Veal Scaloppine With Grapes and Mushrooms
photo by BarbryT
- Ready In:
- 1 1⁄2 lbs veal cutlets (cut 1/4-inch thick about 10 pieces)
- 1 teaspoon salt
- 1⁄2 teaspoon pepper
- 1⁄2 cup flour
- 1 teaspoon garlic powder
- 1 teaspoon italian seasoning
- 2 tablespoons unsalted butter
- 4 tablespoons olive oil
- 1 lb button mushroom, wiped clean and quartered
- 1 large onion, sliced
- 2 garlic cloves, sliced
- 2 cups beef stock
- 1⁄2 cup marsala wine or 1/2 cup sherry wine
- 1 cup red seedless grapes, cut in 1/2
- Season veal with salt and pepper.
- Mix flour, garlic powder and Italian seasoning in a bowl; dust veal with the mixture; reserve the left over flour mixture.
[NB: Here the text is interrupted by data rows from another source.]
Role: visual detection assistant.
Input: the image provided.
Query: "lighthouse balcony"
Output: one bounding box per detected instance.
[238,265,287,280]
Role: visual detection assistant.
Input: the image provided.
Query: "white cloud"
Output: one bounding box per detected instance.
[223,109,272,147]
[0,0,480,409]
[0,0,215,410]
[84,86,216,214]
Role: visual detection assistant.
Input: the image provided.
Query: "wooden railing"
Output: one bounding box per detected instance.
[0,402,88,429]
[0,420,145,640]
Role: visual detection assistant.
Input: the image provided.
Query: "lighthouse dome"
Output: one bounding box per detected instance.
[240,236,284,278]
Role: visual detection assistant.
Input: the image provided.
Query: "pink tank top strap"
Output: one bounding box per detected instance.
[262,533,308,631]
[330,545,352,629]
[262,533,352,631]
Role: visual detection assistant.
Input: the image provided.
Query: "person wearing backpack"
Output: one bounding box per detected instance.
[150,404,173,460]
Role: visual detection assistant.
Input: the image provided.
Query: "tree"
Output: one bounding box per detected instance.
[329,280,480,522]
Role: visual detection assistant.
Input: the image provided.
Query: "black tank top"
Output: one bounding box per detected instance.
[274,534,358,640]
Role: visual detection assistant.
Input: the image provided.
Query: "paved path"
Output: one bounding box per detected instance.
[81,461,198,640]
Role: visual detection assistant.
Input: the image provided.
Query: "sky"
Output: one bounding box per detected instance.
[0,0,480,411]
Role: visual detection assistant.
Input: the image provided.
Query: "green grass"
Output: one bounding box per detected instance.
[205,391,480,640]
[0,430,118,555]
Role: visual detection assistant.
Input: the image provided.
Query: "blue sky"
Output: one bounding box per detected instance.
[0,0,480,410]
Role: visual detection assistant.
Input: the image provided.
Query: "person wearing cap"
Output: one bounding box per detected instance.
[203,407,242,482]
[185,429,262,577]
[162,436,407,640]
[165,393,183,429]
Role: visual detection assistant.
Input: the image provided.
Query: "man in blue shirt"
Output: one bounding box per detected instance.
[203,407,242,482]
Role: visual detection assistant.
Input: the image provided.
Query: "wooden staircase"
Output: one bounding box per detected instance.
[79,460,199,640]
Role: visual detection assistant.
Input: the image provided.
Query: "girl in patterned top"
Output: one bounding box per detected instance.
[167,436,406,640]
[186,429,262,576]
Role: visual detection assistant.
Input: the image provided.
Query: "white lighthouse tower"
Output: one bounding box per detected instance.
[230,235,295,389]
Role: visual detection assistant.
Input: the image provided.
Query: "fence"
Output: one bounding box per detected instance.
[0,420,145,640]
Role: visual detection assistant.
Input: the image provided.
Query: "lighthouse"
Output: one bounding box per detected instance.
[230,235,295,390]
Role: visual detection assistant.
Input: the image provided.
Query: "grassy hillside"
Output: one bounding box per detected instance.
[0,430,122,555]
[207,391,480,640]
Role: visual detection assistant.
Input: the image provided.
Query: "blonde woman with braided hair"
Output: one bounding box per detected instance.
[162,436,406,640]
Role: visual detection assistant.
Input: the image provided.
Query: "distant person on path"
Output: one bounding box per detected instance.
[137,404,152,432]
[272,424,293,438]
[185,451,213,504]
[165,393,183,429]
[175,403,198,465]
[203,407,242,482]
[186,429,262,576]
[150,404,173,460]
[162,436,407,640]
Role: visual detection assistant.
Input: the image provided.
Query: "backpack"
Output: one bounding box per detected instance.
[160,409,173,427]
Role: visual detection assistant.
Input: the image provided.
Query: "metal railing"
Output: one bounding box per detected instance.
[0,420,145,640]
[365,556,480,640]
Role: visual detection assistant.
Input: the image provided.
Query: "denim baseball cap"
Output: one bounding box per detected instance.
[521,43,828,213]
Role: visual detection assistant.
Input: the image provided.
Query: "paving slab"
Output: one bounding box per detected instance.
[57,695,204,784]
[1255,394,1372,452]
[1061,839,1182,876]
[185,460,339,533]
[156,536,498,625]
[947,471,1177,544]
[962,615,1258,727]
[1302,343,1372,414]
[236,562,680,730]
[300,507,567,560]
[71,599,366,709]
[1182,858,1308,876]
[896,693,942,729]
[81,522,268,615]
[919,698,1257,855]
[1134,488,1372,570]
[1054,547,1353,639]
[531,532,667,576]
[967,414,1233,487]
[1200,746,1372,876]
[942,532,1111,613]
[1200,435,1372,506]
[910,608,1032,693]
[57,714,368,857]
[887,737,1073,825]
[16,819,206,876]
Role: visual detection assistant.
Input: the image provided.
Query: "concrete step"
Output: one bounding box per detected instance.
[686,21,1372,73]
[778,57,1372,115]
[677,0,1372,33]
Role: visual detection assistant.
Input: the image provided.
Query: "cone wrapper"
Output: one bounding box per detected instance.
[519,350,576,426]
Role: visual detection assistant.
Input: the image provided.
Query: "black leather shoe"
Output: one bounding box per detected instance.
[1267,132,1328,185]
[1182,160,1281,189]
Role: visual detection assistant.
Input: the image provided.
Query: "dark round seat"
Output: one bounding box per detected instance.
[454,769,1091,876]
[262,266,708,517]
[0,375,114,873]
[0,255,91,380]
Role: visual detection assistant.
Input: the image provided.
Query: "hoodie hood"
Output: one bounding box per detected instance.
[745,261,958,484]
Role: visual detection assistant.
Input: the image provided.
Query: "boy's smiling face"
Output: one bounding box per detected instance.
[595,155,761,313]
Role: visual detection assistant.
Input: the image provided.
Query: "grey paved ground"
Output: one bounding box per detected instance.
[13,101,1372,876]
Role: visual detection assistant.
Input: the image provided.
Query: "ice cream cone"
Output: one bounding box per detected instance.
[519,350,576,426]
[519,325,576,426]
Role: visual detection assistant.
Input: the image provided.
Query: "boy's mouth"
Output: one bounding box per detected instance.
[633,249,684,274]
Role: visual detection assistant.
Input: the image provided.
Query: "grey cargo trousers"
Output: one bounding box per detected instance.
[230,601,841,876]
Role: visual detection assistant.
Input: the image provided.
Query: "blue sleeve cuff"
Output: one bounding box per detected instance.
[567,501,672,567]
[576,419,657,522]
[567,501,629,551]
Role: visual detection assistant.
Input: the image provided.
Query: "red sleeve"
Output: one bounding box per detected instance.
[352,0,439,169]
- In a large hot frying pan heat 1/2 the butter and 1/2 the oil cook the veal 4 to 5 minutes until golden brown, turning once.
- Remove from pan and keep warm.
- Add remaining butter and oil to skillet and cook mushrooms for 5 minutes stirring all the time; add onions and cook for 3 more minutes; add garlic cook 1 more minute; till golden brown; add Marsala wine simmer 1 minute.
- Sprinkle the rest of the flour mixture over the mushrooms and onions stir in well.
- Add beef stock, bring to boil and simmer 2 to 3 minutes.
- Return meat and any accumulated juices to the pan.
- Reheat 1 to 2 minutes.
- Toss in the grapes just to coat.
- Serve veal topped with sauce and mushrooms and grapes.